By Jessica Mathews / news@whmi.com


Old, outdated security equipment is being upgraded at Howell City Hall.

The City budgeted to replace the security camera server and door access control appliance at City Hall in the 2020-2021 fiscal year. At a recent meeting, City Council approved purchasing the door access control system upgrades and the DVR upgraded video surveillance system for a cost of $9,070.

The door access control appliance was installed six years ago and is currently running on an old operating system that is no longer supported. A memo states the access control software is also outdated and no longer supported. The security camera video server was replaced five years ago due to a hardware failure and it being past the systems “end of life”. It was replaced with a DVR appliance to store archive video data, however, the amount of that data that can be stored for a certain period of time has decreased to around seven days.
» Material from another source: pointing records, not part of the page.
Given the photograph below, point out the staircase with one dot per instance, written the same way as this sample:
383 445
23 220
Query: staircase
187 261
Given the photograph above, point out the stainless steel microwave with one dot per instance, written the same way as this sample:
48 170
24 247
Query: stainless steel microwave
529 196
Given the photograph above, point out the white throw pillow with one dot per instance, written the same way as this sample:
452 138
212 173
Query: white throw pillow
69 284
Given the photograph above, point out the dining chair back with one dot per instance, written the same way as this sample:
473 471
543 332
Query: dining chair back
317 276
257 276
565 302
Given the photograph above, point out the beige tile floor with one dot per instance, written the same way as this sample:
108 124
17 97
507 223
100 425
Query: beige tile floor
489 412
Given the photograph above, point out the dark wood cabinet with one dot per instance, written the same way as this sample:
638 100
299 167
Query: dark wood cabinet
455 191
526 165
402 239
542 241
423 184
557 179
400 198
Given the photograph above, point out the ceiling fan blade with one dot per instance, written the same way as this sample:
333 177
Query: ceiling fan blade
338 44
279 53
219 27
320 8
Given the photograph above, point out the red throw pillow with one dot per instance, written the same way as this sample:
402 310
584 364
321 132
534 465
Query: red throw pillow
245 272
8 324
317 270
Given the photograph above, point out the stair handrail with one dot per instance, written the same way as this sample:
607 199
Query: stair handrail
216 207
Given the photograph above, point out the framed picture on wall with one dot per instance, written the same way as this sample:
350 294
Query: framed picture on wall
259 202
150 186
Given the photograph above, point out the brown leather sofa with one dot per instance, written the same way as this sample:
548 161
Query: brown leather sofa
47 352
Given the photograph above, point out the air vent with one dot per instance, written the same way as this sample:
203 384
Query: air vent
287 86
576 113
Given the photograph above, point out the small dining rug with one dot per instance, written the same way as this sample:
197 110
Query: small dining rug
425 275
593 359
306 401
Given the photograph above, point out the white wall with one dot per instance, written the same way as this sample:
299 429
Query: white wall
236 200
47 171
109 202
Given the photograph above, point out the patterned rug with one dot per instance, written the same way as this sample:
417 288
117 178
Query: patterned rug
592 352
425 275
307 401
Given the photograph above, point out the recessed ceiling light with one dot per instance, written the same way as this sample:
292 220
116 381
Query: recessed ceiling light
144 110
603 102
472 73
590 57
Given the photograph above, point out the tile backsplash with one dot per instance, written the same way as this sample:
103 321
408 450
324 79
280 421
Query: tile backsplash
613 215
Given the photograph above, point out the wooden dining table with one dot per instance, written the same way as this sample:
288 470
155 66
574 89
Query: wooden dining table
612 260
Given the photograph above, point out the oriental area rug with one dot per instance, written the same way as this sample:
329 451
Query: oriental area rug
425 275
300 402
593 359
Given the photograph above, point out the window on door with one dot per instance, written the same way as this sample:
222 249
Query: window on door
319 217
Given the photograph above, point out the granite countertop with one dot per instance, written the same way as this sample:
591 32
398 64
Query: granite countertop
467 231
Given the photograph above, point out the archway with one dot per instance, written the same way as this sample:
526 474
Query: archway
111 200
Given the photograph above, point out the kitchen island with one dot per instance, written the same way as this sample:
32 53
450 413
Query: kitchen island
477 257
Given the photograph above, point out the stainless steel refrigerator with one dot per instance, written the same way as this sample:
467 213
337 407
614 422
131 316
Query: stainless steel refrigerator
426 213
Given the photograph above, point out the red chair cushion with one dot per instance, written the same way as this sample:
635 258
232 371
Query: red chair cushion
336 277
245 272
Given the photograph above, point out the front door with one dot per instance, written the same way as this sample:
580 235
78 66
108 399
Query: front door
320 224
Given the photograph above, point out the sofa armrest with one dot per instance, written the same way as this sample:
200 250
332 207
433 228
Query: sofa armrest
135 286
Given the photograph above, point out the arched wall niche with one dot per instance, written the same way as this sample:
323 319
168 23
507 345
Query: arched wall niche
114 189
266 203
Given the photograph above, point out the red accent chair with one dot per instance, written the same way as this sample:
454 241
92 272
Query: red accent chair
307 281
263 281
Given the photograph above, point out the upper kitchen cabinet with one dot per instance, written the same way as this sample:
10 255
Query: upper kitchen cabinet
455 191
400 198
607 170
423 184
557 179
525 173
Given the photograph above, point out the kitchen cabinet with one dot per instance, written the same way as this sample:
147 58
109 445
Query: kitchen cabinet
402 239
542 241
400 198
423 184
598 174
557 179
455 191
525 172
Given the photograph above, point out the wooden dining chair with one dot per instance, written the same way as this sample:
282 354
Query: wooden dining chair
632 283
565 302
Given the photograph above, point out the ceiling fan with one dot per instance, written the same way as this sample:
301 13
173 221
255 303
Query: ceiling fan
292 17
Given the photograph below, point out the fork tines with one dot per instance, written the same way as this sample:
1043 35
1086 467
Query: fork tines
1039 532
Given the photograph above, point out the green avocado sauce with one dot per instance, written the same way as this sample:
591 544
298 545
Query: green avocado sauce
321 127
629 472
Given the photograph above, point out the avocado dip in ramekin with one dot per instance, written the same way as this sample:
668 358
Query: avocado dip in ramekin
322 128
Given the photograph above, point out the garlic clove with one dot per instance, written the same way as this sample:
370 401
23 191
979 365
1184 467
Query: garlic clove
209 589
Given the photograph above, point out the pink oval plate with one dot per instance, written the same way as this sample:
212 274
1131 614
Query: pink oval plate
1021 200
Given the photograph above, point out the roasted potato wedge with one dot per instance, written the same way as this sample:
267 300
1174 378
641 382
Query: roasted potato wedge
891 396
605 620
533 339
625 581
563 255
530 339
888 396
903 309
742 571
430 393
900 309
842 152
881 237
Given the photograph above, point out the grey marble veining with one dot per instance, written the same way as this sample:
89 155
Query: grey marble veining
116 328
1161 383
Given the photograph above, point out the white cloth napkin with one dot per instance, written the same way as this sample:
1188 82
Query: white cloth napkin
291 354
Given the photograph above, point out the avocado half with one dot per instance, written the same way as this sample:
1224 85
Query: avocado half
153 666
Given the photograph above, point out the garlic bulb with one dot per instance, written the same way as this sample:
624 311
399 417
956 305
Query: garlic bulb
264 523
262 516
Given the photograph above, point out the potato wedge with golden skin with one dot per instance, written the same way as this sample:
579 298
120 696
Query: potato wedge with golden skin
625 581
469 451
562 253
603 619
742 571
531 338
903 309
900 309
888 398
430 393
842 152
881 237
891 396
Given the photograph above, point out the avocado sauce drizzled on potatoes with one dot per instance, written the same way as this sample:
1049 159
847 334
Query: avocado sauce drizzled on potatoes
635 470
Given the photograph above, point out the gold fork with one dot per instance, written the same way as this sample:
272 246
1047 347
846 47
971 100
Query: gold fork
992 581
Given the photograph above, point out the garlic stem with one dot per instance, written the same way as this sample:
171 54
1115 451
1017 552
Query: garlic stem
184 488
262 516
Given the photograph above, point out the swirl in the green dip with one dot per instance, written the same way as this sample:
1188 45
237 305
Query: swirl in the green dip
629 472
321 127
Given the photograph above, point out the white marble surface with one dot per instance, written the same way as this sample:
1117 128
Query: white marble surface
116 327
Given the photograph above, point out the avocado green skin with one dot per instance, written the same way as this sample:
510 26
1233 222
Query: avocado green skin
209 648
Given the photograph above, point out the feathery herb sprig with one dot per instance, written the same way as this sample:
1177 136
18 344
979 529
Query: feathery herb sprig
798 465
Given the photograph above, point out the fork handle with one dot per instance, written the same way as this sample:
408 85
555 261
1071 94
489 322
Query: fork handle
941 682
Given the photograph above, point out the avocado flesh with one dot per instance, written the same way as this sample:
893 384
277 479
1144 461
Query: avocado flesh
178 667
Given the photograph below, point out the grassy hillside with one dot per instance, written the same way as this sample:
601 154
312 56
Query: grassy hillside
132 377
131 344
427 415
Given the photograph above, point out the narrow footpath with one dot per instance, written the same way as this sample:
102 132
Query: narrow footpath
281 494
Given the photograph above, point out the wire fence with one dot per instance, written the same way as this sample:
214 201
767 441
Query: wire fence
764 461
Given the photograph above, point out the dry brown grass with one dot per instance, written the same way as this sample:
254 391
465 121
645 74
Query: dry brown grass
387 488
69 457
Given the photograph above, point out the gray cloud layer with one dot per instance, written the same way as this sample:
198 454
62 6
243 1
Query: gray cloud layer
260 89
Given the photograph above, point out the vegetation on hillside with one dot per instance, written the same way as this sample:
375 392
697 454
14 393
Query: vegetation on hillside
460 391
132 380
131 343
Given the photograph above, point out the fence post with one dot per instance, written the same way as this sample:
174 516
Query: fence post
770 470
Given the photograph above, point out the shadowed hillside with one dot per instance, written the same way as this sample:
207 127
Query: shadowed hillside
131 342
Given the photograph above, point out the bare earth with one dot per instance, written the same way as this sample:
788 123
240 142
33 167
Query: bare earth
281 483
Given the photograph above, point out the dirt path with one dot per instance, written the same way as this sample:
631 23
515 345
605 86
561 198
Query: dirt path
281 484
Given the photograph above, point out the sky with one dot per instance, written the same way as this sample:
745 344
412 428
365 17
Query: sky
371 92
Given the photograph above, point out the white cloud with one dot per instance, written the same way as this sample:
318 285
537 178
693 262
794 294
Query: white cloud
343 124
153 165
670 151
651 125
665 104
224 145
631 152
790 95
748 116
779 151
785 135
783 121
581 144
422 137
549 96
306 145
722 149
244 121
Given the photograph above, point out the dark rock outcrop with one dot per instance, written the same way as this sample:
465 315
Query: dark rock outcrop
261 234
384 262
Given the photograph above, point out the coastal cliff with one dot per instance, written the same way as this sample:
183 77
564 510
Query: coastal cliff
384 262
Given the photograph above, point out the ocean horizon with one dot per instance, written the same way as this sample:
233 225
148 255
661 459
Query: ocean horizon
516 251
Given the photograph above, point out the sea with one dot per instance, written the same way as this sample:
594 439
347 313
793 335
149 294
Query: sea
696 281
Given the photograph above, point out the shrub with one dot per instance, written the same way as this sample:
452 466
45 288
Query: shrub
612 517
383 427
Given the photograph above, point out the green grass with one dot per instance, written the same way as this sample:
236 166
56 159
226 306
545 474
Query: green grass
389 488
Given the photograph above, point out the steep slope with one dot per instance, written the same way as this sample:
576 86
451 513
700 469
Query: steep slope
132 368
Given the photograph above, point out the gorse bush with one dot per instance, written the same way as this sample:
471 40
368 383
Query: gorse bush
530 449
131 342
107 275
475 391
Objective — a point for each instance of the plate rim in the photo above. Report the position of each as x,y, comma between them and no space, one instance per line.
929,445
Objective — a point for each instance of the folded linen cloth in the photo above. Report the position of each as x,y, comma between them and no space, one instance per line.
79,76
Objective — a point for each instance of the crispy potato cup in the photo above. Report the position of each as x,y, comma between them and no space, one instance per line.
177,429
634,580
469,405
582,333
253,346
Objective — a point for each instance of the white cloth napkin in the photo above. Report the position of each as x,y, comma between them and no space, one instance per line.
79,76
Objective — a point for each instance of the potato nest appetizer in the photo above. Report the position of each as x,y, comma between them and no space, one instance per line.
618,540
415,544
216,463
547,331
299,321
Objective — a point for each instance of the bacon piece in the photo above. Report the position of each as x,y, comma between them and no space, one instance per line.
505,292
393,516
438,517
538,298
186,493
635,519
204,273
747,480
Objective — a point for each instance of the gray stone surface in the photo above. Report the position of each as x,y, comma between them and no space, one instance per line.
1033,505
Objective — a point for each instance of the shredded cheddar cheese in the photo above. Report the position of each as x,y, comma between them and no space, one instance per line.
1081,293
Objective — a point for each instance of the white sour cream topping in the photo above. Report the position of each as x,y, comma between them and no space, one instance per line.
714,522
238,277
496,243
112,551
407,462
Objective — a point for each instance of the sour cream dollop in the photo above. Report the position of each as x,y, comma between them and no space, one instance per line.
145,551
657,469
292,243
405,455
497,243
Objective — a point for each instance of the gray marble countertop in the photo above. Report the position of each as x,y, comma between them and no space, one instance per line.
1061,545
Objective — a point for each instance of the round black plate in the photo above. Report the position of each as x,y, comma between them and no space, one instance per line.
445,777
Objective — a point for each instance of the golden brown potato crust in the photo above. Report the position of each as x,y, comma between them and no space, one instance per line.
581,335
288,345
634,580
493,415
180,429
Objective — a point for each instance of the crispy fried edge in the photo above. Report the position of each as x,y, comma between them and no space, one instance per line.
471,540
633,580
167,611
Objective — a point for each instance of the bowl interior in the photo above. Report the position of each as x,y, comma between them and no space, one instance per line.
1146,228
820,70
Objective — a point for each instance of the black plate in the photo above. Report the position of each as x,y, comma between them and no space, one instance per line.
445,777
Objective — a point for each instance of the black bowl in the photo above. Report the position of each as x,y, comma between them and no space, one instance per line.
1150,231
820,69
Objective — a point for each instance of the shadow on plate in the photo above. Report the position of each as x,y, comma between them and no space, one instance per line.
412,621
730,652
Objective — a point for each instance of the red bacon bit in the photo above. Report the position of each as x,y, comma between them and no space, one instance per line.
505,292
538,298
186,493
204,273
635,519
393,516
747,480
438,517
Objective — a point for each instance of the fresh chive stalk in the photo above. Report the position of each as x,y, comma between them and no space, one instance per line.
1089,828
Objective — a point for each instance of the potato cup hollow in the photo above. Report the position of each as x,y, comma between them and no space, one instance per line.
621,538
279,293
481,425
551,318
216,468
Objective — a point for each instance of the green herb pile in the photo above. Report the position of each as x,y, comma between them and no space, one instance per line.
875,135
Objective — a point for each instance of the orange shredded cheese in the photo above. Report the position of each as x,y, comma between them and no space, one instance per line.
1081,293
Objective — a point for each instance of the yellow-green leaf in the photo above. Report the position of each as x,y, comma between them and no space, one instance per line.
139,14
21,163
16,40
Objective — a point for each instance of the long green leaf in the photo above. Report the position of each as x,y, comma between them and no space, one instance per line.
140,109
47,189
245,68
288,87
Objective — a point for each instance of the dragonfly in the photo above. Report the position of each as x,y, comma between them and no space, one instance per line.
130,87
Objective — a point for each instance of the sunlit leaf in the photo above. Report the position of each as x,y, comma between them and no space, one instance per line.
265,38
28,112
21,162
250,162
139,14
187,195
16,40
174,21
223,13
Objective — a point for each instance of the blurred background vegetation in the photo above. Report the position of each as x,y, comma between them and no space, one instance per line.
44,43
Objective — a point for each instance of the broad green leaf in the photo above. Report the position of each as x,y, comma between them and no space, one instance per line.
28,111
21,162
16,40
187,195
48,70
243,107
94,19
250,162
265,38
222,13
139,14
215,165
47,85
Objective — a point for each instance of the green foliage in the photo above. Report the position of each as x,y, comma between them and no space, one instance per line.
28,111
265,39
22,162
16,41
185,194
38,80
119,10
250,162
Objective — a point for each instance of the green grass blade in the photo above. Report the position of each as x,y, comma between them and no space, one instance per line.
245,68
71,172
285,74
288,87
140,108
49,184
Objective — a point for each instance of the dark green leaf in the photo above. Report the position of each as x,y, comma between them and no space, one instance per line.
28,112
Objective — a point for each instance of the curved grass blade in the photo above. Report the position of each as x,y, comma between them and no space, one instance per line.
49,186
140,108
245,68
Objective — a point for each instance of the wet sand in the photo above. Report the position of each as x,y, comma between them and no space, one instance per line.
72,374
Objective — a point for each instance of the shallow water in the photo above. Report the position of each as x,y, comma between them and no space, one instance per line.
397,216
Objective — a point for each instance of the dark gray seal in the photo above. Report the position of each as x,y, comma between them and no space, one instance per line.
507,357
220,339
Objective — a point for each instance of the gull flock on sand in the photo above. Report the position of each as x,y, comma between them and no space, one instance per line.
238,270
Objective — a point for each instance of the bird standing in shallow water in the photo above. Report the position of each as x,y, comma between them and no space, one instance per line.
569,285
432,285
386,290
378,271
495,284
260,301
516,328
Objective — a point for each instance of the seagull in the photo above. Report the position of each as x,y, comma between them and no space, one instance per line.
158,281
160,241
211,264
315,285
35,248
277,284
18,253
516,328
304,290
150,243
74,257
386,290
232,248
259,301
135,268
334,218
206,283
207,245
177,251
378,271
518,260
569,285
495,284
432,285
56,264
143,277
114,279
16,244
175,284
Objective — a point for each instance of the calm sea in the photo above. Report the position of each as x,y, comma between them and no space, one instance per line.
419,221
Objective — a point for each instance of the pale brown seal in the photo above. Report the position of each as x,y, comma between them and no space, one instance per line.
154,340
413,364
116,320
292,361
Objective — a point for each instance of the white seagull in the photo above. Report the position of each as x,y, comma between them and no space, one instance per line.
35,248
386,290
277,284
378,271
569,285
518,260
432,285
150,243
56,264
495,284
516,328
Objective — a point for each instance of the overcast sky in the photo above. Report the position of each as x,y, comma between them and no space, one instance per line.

The memo stated that due to additional cameras and the increase in archive video data storage, a new DVR appliance with 6 Terabytes of space should give the city back at least 30 days of archive video storage from the 16 security cameras.

The City was said to have reached out to its current security company, Engineered Protections Systems, to upgrade the current solutions. It was determined the city will provide a computer for the new Access Control System and utilize the existing swipe cards, card readers, and electronic door hardware and wire. The hardware that controls the door strikes, networking, and power will be upgraded and the new software will be installed on the configured City computer by EPS.

The memo says the current Honeywell security camera DVR appliance archives under a terabyte of data. The new appliance will have an archive storage of six terabytes and EPS will reconfigure and integrate the current cameras to work with the new solution.